Book Read Free

The Escape Diaries: Life and Love on the Lam

Page 23

by Juliet Rosetti


  He smoothed my hair off my forehead and gazed into my eyes. This was it! Ben Labeck was going to kiss me and I was going to kiss him back, because I had been through an awful lot in the past twenty-four hours and I deserved a reward, damn it! One little closed-mouth kiss—was that too much to ask?

  Bending his head, Labeck lowered his mouth toward mine. Then he stopped, six inches short of my lips, frowning.

  “What’s this?” He touched the angry red blotch on the side of my face, where I’d used my cheekbone as a fire extinguisher for my flaming hair. “This looks serious, Mazie. I think it’s a second-degree burn—”

  “It’s nothing! It doesn’t hurt, it’s no worse than a bad sunburn. A little aloe vera and it’ll be as good as new,” I babbled. “And another short of that Bushmills stuff wouldn’t hurt.”

  Labeck shook his head. “You’re a walking disaster, Mazie. Maybe I ought to kidnap a doctor and force him to treat you at gunpoint.”

  “Don’t be ridiculous!”

  “Then I guess it’s going to have to be my grand-mere’s famous burn remedy,” he said. “We’ll need the kitchen.”

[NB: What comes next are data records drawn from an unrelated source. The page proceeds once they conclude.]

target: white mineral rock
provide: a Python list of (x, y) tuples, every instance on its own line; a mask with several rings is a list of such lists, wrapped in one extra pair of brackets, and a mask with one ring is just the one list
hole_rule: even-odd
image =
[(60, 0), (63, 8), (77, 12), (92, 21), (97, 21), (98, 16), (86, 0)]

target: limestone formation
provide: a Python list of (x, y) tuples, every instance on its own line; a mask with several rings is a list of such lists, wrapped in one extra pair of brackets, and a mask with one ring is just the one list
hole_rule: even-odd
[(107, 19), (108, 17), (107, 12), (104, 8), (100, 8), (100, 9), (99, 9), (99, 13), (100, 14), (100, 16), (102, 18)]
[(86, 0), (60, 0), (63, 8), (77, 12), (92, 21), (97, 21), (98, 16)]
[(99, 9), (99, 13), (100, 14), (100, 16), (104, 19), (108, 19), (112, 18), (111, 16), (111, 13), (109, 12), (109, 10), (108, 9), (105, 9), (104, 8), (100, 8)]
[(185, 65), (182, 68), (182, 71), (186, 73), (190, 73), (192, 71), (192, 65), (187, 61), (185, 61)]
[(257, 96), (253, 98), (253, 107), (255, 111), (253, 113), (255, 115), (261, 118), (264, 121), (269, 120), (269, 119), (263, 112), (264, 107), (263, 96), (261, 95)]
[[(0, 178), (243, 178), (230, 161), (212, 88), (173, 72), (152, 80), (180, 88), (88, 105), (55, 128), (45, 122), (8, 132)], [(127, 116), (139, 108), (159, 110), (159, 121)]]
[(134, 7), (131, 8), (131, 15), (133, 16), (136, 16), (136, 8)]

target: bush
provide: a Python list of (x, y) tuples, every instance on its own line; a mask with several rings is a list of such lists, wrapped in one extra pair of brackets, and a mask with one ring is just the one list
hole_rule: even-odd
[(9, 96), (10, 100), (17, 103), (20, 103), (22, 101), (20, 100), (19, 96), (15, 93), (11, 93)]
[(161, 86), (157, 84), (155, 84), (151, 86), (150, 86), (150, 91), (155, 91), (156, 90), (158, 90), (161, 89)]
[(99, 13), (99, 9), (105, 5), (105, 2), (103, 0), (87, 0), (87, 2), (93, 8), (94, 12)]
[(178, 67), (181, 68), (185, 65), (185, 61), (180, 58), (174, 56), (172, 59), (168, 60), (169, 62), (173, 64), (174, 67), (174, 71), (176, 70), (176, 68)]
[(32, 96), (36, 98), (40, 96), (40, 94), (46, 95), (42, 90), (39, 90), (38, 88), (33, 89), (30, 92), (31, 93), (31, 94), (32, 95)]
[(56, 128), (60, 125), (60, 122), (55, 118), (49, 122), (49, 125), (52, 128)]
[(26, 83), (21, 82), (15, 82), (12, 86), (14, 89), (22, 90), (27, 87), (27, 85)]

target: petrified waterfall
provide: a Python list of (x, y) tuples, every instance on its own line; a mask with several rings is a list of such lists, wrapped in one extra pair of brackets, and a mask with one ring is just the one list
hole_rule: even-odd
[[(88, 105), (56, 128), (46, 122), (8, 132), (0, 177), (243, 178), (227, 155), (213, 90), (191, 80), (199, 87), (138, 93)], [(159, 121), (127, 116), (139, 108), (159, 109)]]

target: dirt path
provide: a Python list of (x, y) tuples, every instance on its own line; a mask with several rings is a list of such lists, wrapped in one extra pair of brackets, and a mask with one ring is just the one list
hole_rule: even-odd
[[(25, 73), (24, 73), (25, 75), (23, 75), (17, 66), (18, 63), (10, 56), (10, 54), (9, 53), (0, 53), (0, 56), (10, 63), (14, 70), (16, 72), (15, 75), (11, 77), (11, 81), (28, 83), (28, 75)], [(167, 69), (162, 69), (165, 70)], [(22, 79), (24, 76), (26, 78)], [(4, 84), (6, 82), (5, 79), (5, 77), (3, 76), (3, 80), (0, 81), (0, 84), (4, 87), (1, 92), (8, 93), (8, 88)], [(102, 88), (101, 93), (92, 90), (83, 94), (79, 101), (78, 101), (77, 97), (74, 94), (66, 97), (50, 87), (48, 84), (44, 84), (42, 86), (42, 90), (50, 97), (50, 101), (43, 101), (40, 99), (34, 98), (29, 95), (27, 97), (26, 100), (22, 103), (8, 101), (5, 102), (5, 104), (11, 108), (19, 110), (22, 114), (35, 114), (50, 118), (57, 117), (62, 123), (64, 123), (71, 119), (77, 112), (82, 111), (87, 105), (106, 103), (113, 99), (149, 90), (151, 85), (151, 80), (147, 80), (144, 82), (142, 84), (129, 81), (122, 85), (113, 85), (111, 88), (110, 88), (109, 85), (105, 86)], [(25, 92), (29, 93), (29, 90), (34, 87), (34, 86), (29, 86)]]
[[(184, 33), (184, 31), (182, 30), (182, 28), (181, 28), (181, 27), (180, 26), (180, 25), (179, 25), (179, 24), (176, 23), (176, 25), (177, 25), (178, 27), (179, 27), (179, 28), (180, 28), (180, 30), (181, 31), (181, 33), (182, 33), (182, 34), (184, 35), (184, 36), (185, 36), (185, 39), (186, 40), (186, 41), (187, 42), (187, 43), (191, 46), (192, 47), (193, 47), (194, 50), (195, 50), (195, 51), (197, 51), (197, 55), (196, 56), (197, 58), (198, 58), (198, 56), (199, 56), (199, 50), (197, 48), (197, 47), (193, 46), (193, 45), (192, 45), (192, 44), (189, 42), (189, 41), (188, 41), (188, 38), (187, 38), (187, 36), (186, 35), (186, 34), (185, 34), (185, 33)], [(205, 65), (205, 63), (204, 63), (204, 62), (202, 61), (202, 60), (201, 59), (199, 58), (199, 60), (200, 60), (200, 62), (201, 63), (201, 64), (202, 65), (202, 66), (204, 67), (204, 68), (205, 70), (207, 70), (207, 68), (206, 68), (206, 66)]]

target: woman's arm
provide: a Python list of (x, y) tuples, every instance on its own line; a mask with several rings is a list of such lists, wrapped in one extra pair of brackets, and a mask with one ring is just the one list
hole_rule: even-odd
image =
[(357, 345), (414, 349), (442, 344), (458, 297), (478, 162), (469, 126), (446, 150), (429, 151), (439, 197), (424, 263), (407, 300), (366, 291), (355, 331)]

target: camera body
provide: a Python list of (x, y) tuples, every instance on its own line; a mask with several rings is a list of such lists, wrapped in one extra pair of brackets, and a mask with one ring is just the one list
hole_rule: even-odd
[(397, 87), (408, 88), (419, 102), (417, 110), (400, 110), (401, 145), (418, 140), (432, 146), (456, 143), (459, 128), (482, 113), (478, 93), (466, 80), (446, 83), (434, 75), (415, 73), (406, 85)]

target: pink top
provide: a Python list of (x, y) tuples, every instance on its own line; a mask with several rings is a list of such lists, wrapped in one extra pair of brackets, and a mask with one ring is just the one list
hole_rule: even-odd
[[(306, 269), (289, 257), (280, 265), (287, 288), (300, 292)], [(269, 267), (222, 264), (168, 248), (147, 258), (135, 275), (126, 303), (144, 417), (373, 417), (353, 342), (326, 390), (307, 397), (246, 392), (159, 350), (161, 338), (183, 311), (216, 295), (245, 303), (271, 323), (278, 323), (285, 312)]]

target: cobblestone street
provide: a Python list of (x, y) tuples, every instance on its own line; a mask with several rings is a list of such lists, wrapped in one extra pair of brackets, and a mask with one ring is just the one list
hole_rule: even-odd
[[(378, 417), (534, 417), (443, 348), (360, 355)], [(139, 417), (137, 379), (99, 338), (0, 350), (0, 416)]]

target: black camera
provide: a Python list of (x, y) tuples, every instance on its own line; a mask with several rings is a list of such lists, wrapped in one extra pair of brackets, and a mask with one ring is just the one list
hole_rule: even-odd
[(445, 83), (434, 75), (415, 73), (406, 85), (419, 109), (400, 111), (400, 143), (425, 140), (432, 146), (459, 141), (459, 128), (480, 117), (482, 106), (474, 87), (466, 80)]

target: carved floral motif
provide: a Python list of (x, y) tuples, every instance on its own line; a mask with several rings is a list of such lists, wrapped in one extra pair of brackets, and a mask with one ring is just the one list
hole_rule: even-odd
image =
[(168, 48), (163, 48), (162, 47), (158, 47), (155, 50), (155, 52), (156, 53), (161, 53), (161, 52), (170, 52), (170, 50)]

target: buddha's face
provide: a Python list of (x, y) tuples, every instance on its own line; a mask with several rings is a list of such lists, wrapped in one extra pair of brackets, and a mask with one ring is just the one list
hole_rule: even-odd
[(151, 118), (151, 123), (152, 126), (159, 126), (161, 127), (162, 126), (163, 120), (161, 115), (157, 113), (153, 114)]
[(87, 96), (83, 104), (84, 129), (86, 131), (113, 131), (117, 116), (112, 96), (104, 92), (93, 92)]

  The kissable moment had passed, and I wasn’t sure whether I felt disappointed or relieved. Labeck pried ice out of his freezer trays, tossed the cubes into a large bowl, added water, and stirred the stuff until it was the consistency of a soda fountain drink. He dipped a towel into the icy water and ordered me to hold it against my face.

  “Better?” he asked after a minute.

  “Much. Your grand-mere is a genius.”

  Then we both turned our attention to Luis Ruiz’s backpack. Labeck set it on the table, took out the 7-Eleven bag, unsnapped the rubber band that held it closed, and reached into the bag. My heart was beating ridiculously fast. A blackened banana peel would be inside the bag, I told myself. Five hundred generations of fruit flies were about to burst out.

  No fruit flies. Photos. Instamatic photos. Dozens of photos. Handling them gingerly, as though we were crime scene technicians, we studied them. They were amateurish, off-center, and slightly blurred, as though they’d been snapped in a tearing hurry by someone lurking in the shadows with a cheap camera. By Luis?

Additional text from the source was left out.